Monte Carlo is a term you’d be hearing a lot when talking about equity curves along with terms like “path dependency”. This post is NOT about Monte Carlo. The problem with this term is that it comes with a lot of baggage. The baggage is not in what Monte Carlo is, but how to go about doing it. And no, I WON’T be teaching that either. This post is about trying to conceptually grasp the stuff underlying Monte Carlo. The icky stuff relating to distributions and probability and other stuff. This article is going to get really dense, but I promise to go slow, and urge you to do the same.
Monte Carlo in its essence is a simulation method. For eg. suppose you look at the curve of the BTST strategy discussed HERE. The cumulative returns curve looks pretty enticing. But suppose, a lot of the negative return days bunched together instead of being more spread out. Suddenly, the curve looks like it has a massive drawdown during that period. This property of cumulative return curves changing drastically due to rearrangement of order of returns is called “path dependency“. Since this is a risk that could blow out your capital (when dealing with leveraged products), you should want to see what all paths the return curve can take vs. the actual path taken in the backtest.

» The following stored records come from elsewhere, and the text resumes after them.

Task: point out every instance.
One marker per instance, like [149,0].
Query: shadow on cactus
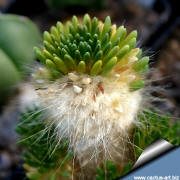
[92,88]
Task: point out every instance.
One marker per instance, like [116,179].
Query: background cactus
[9,76]
[91,84]
[18,36]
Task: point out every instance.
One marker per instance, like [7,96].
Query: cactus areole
[91,81]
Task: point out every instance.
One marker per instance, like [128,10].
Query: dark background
[158,25]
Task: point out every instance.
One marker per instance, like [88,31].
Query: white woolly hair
[95,114]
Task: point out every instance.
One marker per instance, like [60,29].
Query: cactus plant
[18,35]
[9,76]
[91,86]
[65,4]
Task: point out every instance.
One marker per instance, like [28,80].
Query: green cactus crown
[91,47]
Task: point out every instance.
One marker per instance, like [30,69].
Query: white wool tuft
[94,113]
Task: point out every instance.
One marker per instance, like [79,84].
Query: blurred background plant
[18,36]
[157,22]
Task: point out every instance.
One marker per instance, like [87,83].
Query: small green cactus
[67,4]
[91,86]
[91,47]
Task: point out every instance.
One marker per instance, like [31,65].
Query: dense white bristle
[94,113]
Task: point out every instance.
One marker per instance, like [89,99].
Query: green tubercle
[89,47]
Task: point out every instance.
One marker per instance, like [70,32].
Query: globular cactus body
[92,85]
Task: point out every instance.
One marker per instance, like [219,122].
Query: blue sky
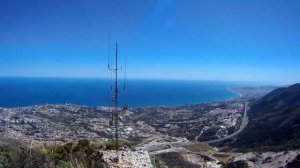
[227,40]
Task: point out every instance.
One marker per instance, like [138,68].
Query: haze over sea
[18,92]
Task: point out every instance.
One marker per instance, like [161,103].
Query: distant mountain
[274,121]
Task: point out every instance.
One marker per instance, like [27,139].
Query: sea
[21,91]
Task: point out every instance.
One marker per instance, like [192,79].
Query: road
[242,127]
[188,143]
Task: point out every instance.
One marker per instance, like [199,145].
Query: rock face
[127,159]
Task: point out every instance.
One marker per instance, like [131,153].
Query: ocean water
[18,92]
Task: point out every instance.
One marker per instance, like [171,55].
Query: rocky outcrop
[127,159]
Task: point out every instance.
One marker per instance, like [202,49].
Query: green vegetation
[80,155]
[274,121]
[172,160]
[237,164]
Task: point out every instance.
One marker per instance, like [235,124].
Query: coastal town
[68,123]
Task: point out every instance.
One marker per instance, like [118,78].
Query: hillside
[274,121]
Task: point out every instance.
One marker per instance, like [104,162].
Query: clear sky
[227,40]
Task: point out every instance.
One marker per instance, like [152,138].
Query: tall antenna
[115,99]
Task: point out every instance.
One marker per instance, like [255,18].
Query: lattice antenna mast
[115,99]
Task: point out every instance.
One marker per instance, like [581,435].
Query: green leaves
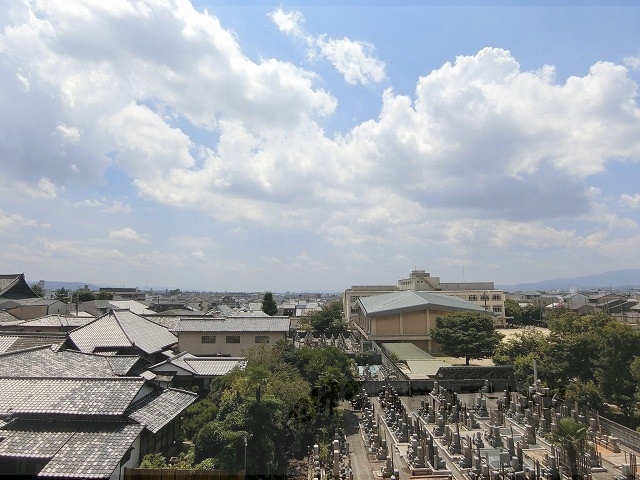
[466,334]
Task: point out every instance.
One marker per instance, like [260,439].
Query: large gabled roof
[156,410]
[15,286]
[409,300]
[45,362]
[68,396]
[70,448]
[121,329]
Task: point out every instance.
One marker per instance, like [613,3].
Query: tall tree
[572,438]
[269,305]
[328,320]
[466,334]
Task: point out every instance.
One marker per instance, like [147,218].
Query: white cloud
[290,23]
[352,58]
[633,62]
[630,201]
[127,234]
[44,190]
[196,243]
[14,222]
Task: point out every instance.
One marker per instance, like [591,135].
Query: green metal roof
[409,300]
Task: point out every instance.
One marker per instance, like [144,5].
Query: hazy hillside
[629,278]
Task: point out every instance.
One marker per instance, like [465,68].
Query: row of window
[234,339]
[496,297]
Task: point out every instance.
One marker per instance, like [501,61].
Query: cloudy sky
[205,146]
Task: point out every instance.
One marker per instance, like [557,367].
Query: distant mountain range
[617,279]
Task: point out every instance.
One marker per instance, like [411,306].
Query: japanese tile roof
[122,329]
[68,396]
[37,301]
[122,364]
[157,410]
[15,286]
[409,300]
[75,449]
[55,320]
[20,341]
[235,324]
[201,366]
[45,362]
[7,317]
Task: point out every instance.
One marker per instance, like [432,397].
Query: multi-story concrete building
[483,294]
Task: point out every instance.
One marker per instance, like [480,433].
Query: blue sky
[275,146]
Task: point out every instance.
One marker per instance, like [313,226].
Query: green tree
[620,344]
[269,305]
[519,351]
[153,460]
[329,320]
[466,334]
[37,289]
[572,438]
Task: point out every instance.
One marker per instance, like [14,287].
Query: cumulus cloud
[127,234]
[354,59]
[481,151]
[630,201]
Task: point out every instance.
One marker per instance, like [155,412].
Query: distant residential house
[186,371]
[30,308]
[67,414]
[406,316]
[206,336]
[575,300]
[14,286]
[122,332]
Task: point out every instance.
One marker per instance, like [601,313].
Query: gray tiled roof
[68,396]
[21,341]
[121,329]
[155,411]
[57,321]
[93,452]
[235,324]
[409,300]
[45,362]
[6,317]
[122,364]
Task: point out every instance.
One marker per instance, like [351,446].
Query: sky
[309,146]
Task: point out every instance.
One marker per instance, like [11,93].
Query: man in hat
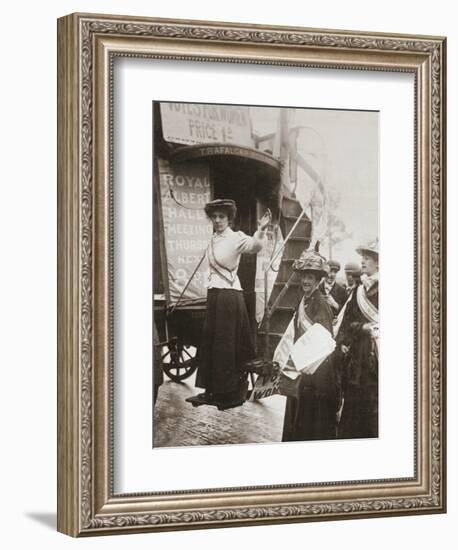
[227,341]
[357,341]
[312,401]
[353,276]
[334,293]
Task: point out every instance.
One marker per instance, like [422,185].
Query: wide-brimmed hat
[310,260]
[333,264]
[226,205]
[371,247]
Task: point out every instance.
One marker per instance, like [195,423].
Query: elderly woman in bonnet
[313,399]
[227,342]
[357,341]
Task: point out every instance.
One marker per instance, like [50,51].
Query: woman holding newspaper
[226,343]
[357,347]
[308,378]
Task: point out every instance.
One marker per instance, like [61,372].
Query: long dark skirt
[359,413]
[226,343]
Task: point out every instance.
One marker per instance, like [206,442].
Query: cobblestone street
[177,423]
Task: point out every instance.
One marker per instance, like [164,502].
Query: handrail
[269,311]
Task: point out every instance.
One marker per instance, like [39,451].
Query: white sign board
[194,123]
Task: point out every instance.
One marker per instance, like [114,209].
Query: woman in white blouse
[227,343]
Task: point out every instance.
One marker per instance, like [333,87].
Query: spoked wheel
[177,362]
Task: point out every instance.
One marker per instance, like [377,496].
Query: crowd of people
[340,398]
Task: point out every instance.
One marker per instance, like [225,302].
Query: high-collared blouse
[224,252]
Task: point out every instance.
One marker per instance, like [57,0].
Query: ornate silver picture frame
[88,502]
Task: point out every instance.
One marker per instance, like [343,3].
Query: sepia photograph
[266,274]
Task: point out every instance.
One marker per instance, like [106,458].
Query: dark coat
[358,371]
[339,294]
[312,413]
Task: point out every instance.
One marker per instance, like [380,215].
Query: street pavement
[177,423]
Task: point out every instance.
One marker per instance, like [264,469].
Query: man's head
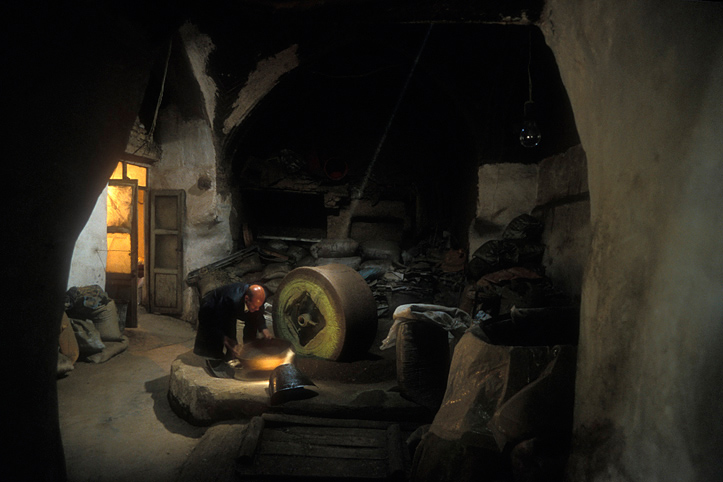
[255,297]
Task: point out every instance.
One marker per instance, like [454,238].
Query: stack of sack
[90,329]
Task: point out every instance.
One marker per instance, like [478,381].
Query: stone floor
[118,424]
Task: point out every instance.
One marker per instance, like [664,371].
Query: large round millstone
[326,311]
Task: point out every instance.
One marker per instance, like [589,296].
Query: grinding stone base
[201,399]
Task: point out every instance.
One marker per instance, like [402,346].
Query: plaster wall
[87,266]
[188,162]
[505,191]
[644,80]
[563,206]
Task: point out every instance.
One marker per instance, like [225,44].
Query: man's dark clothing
[217,317]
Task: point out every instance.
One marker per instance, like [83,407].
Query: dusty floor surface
[115,418]
[117,424]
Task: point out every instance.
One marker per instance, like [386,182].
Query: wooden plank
[267,447]
[337,438]
[395,457]
[290,467]
[250,439]
[275,419]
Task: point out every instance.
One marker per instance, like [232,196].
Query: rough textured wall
[89,255]
[188,162]
[504,191]
[644,79]
[73,91]
[563,204]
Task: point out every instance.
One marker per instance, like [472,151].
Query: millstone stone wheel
[326,312]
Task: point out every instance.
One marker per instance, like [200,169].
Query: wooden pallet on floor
[300,448]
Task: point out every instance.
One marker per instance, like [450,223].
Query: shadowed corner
[158,389]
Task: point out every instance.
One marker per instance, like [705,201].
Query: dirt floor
[115,418]
[118,426]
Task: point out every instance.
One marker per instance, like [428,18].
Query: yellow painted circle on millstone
[325,312]
[328,341]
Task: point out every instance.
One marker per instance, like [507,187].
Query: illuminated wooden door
[122,237]
[166,251]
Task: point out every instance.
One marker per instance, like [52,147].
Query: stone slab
[201,399]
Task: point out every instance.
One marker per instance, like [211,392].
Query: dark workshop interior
[487,234]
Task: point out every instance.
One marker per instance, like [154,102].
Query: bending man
[217,317]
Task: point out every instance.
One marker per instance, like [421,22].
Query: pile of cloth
[90,330]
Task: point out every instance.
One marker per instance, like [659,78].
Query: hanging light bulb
[530,134]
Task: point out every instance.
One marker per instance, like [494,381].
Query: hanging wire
[160,95]
[529,61]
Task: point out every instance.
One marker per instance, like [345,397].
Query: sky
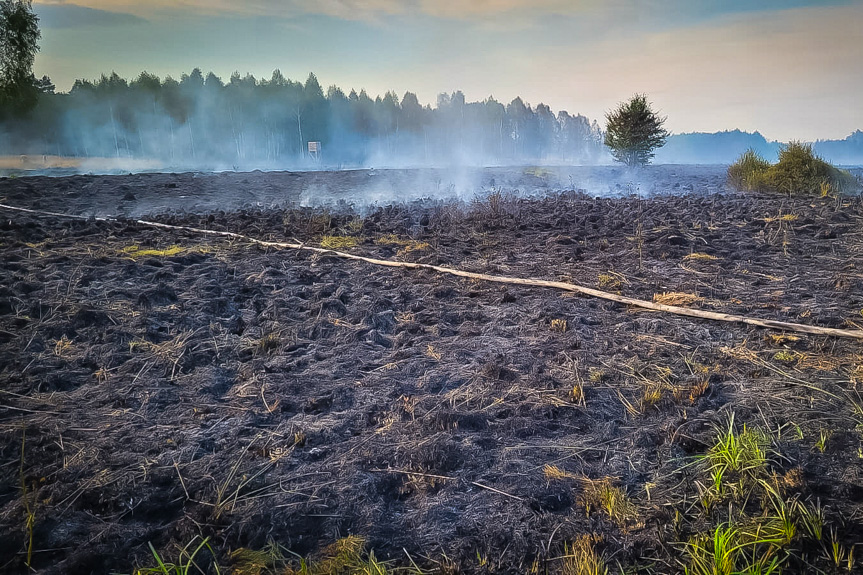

This can be accomplished by 2 methods:
1. Reusing the original return data: By rearranging, resampling, removing and replacing the data points randomly. This method is called “BOOTSTRAPPING“. There are readymade packages which help you do just this, in most programming languages.
2. Generating new data similar to the original data: This is the MONTE CARLO method, in which you create random numbers which replicate the probability distribution of the original data.
UNDERSTANDING PROBABILITY DISTRIBUTIONS
Suppose you have a string of numbers which are the original returns of the BTST strategy (Gap returns, yesterday’s close to today’s open). I’ll ask a string of questions to home in the point:
1. What is the probability of positive returns?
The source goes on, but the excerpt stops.